The postoperative pathological analysis revealed the presence of immature testicular tissue upon microscopic examination, with no evidence of malignancy. Subsequently, 1 week after surgery, we reexamined seven levels of sex hormones and found that follicle-stimulating hormone (FSH) and luteinizing hormone (LH) levels increased, while estradiol, prolactin, testosterone, progesterone, sex hormone binding globulin, and free testosterone index levels decreased (see Table 1). The surgical removal of the testes leads to a reduction in androgen secretion, which consequently results in a decrease in estrogen levels derived from androgens. The observed increase in FSH levels, alongside normal or slightly elevated LH levels, can be attributed to negative feedback mechanisms within the hypothalamic–pituitary axis [1]. Consequently, HRT is essential for patients with complete androgen insensitivity syndrome (CAIS) who have undergone gonadectomy. The primary objectives of HRT are to preserve secondary sexual characteristics, mitigate bone density loss, and promote cardiovascular and mental well-being. It is recommended that HRT be maintained until the average age of natural menopause in unaffected women. Currently, transdermal estradiol formulations are advised, as they offer several advantages over oral estrogen preparations in adult women, including a more physiological delivery method, diminished first-pass metabolism effects, reduced variability in liver metabolic markers, lower correlation with insulin-like growth factor 1 (IGF-1) levels, and a decreased risk of thromboembolic events [13]. Regular postoperative monitoring of sex hormone levels enables endocrinologists to make timely adjustments to hormone supplementation on the basis of individual patient circumstances. To supplement estrogen, we advise patients to wipe the head and neck with estradiol gel 24 mg/once a day. We also advise patients to periodically check the bone density and sex hormone levels so that the dosage of the hormone supplement can be promptly adjusted.

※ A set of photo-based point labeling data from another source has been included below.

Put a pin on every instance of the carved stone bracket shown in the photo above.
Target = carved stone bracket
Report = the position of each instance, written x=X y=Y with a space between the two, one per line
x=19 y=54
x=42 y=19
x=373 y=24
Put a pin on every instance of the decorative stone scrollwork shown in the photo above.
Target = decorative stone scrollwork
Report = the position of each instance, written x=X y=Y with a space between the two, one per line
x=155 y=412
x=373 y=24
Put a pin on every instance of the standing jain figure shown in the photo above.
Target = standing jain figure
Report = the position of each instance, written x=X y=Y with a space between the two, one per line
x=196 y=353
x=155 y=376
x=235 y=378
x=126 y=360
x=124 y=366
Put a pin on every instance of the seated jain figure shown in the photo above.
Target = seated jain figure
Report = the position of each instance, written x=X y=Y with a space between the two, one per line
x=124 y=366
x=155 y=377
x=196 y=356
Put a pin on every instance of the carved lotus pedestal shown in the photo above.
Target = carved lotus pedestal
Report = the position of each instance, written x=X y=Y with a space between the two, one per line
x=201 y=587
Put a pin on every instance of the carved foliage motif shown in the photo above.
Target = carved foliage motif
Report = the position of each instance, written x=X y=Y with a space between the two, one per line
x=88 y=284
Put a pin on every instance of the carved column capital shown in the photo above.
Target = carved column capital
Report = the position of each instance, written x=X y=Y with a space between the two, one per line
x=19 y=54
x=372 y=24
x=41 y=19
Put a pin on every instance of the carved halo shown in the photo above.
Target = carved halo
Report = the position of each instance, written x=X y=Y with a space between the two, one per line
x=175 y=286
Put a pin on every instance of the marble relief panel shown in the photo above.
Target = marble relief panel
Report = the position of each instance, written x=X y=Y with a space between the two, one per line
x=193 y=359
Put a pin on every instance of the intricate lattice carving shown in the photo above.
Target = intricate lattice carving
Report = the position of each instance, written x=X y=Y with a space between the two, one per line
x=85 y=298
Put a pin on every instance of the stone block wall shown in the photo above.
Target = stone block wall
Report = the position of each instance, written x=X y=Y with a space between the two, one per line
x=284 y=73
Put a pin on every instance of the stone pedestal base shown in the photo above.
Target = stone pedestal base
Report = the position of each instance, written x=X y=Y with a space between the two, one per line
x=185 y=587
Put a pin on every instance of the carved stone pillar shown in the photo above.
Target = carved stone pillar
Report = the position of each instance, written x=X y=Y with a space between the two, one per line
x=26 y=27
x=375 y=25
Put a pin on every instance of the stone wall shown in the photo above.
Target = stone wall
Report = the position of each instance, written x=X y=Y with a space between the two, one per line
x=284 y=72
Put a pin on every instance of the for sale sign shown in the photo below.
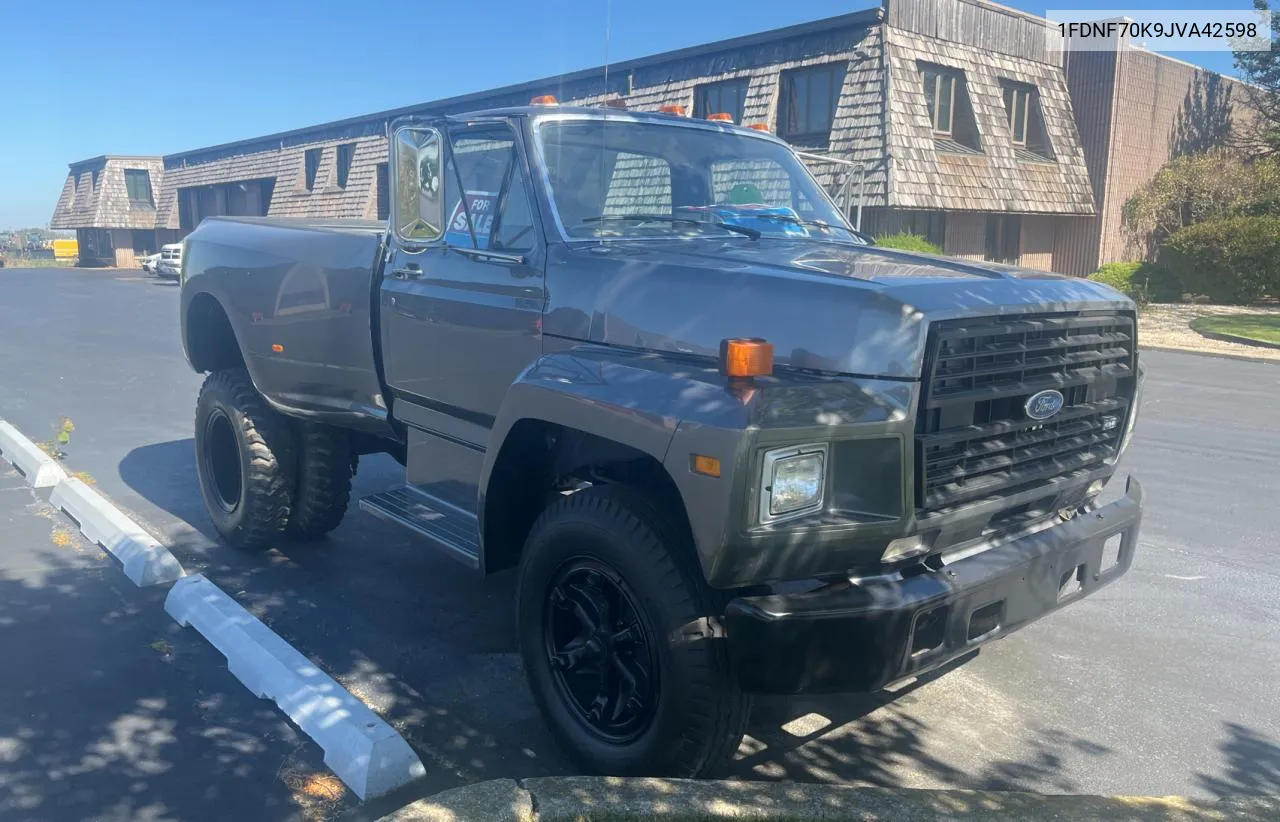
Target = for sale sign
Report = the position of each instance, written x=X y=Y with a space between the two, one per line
x=481 y=205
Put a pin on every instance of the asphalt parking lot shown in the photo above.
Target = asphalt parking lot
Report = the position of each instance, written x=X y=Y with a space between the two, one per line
x=1162 y=684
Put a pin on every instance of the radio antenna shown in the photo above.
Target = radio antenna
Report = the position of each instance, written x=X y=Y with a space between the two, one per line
x=608 y=21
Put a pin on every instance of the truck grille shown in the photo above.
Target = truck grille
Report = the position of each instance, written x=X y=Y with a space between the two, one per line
x=974 y=439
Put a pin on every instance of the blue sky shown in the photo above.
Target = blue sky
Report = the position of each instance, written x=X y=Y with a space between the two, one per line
x=151 y=77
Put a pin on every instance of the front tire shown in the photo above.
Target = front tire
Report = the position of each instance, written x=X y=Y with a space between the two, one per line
x=611 y=613
x=245 y=460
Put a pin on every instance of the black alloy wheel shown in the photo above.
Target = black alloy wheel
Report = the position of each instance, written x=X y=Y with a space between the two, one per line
x=222 y=461
x=600 y=651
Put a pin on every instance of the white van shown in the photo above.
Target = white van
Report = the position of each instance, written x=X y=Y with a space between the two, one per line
x=170 y=260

The patient did not receive vaginal dilation or reconstruction surgery, because she has a hymen. Should the patient encounter insufficient vaginal length during subsequent sexual activity, secondary interventions such as vaginal dilation or vaginoplasty may be considered to accommodate the sexual needs of both the patient and their partner. It is important to note that the patient lacks a uterus and bilateral appendages, rendering conception through pregnancy impossible. The inability to conceive may lead to significant psychological challenges in the patient’s future life. It is essential for family members to exhibit understanding and support and to seek psychological intervention if necessary.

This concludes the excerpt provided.